Saturday, August 19, 2023

International Pinot Noir Celebration, part II

The coach tour felt a little like a school trip and there was a rather amusing video about how the “motor coach” was cleaned in three different ways. Our destination was kept secret until the last minute. Since I was unfamiliar with any of the wineries in the area, the suspense was somewhat wasted on me. Eventually it was disclosed that we were going to Lingua Franca.

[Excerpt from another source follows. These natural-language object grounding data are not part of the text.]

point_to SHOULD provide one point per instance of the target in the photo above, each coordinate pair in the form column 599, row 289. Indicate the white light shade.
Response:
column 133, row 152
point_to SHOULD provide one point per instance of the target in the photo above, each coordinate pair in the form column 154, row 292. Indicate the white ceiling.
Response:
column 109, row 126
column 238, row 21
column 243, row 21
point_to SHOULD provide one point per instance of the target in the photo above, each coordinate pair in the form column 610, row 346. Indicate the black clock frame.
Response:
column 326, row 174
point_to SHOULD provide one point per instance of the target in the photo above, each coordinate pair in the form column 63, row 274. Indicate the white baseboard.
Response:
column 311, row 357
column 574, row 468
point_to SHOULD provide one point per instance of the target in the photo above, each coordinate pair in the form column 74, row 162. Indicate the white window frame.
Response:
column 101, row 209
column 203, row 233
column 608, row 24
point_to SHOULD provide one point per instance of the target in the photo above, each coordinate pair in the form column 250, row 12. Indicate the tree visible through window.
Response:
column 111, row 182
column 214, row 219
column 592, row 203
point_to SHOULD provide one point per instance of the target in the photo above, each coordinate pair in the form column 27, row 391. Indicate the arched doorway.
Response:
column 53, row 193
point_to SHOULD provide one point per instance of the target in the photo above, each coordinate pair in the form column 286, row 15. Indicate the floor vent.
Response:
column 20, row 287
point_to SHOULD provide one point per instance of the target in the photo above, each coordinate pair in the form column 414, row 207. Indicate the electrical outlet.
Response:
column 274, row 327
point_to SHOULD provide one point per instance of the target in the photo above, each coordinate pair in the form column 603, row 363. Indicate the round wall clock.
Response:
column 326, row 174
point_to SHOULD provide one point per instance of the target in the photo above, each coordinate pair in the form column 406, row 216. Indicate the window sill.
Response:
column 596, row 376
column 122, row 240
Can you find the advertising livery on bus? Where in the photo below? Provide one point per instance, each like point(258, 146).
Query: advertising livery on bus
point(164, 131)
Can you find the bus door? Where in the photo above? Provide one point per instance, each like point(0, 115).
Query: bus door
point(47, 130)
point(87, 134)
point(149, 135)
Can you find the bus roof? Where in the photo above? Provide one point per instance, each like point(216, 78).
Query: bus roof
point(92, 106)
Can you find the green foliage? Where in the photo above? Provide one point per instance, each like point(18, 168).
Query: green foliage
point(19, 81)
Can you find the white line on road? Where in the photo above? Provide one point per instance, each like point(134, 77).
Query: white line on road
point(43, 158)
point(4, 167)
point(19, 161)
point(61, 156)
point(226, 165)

The bus stopped in the vineyard next to some well-maintained chardonnay vines and everyone hopped out and donned sunhats as the sun was beaming down and it was very warm. We were given a quick talk by Thomas Savre, the Director of Winemaking at Lingua Franca, who is French and has trained at many of the big names in Burgundy. Apparently Comte Lafon is a consultant at Lingua Franca and had been visiting earlier in the week. 

There were also contributions from other wine makers including Ken Wright, who was very experienced and knowledgeable. He mentioned that the vines grow down an extraordinary distance – something like a foot a year until they max out at around 20 feet down. This is why old vines are such a big deal – they’re rummaging around down there for all the interesting trace elements, which younger vines can’t do. I’d never really understood this before, so that was interesting to hear.


Then it was off to the Lingua Franca winery itself for a tasting followed by lunch. There was plenty of opportunity to mingle with the winemakers and other attendees and the atmosphere was convivial. The four course lunch was very impressive, especially given that it was served in a winery and not a place set up for fine dining. 

We tasted six wines from different producers and I enjoyed three of them in particular: the 2019 Ken Wright Cellars Tanager Vineyard, the 2021 Lingua Franca The Plow, and the 2019 SUNU Wines Matteri Vineyard. These were light, pretty and enjoyable, and not too alcoholic. But a quick check of the prices revealed that the going rate was around $75 a bottle. So much for my hope that Oregon pinot noir might replace my Burgundy habit!